2.Did the Company have just cause to dismiss the grievant for violating safety rules when in each instance cited, the truck was out of gear with the safety brake on?
3.Is the union’s argument that the grievant just appeared to be “sleeping” creditable in the absence of any testimony of support by the backhoe driver, a fellow union member?
Answer:
Answer- Yes, the company’s treatment of the grievant for the first two “sleeping on the job” incidents should influence the outcome in this case. This is because of the fact that it shows that it is very crucial it for the employer to have a clear rules as well as to impose them consistently in the workplace. After the first two incidents happened, the grievant was provided with a written warning which indicated termination of him from the job in case if such similar incidents he repeats again. He has been warned twice (Carrell & Heavrin, 2013). It was the third incident where repetition of the same mistake again had proved that grievant was careless. The first warning was not treated as a threat to the workplace safety because the grievant had his emergency brake on. If the employer had been treated the grievant with more seriousness and severity, then the grievant would have known not to repeat the same again.
Answer- Yes, the company has just caused to dismiss the grievant for violating safety rules though the truck was out of gear with the safety break on. It was indeed vey risk. Sleeping during the working hour is unprofessional as well. However, in this context, as the grievant was sleeping, anything could have happened to him. Someone might have walked up the truck or would have pulled anything in front of it, anything that is important and he would not have seen it. Anything could have happened. The safety breaks of the truck could have failed. Therefore, it is very risk to fall asleep during the working hour, especially in such type of area and that too in a running vehicle.
Answer- No, the unions’ argument that the grievant just "appeared" to be sleeping is not credible without the support of the backhoe driver. This is because of the fact that the manager in this case study has just led to supposing or assuming that the grievant was fallen asleep (Carrell & Heavrin, 2013).

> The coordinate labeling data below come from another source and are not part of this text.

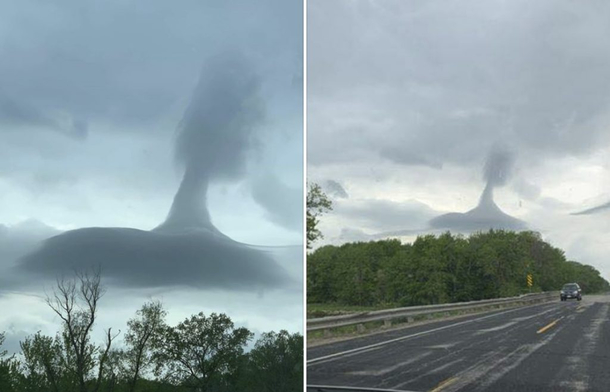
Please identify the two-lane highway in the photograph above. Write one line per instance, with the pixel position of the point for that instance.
(559, 346)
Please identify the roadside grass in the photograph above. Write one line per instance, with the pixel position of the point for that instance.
(316, 310)
(351, 331)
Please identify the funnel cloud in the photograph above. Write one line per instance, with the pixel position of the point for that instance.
(213, 139)
(486, 215)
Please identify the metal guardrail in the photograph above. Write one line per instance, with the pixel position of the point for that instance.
(389, 315)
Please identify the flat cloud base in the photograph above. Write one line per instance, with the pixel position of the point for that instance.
(139, 258)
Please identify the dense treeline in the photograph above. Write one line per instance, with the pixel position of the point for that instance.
(201, 353)
(440, 269)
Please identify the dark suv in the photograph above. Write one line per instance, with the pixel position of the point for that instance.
(571, 290)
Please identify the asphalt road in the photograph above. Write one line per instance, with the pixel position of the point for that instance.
(558, 346)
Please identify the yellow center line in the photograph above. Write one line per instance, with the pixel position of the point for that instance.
(545, 328)
(444, 384)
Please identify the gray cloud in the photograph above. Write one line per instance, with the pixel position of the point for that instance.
(486, 215)
(384, 215)
(594, 210)
(335, 189)
(440, 83)
(137, 258)
(17, 116)
(279, 201)
(214, 136)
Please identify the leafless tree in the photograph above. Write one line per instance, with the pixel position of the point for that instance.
(75, 301)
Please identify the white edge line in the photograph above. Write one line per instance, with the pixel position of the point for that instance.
(332, 387)
(365, 348)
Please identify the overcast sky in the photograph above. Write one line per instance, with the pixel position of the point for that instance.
(416, 107)
(93, 96)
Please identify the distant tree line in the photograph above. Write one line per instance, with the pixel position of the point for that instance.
(441, 269)
(201, 353)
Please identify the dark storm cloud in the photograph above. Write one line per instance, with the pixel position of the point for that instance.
(594, 210)
(335, 190)
(18, 240)
(384, 215)
(215, 135)
(213, 139)
(137, 258)
(126, 64)
(487, 214)
(17, 116)
(498, 166)
(439, 83)
(281, 202)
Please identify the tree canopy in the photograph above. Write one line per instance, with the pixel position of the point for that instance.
(440, 269)
(201, 353)
(317, 204)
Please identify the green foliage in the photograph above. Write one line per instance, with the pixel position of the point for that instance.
(317, 204)
(440, 269)
(9, 374)
(202, 353)
(276, 363)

With the same, it is also to state that at the time of occurrence of this incident, both the backhoe and the supervisor operator have observed that the grievant was asleep for a good number of minutes. Moreover, it is also true that he was also warned twice before for the same issue. Hence, it is likely that the grievant was sleeping and it is hard to say that it was a misapprehension or misconception.
References:
Carrell, M. R. & Heavrin, C. (2013). Labor relations and collective bargaining: Private and public sectors (10th ed.). Upper Saddle River, NJ: Prentice Hall.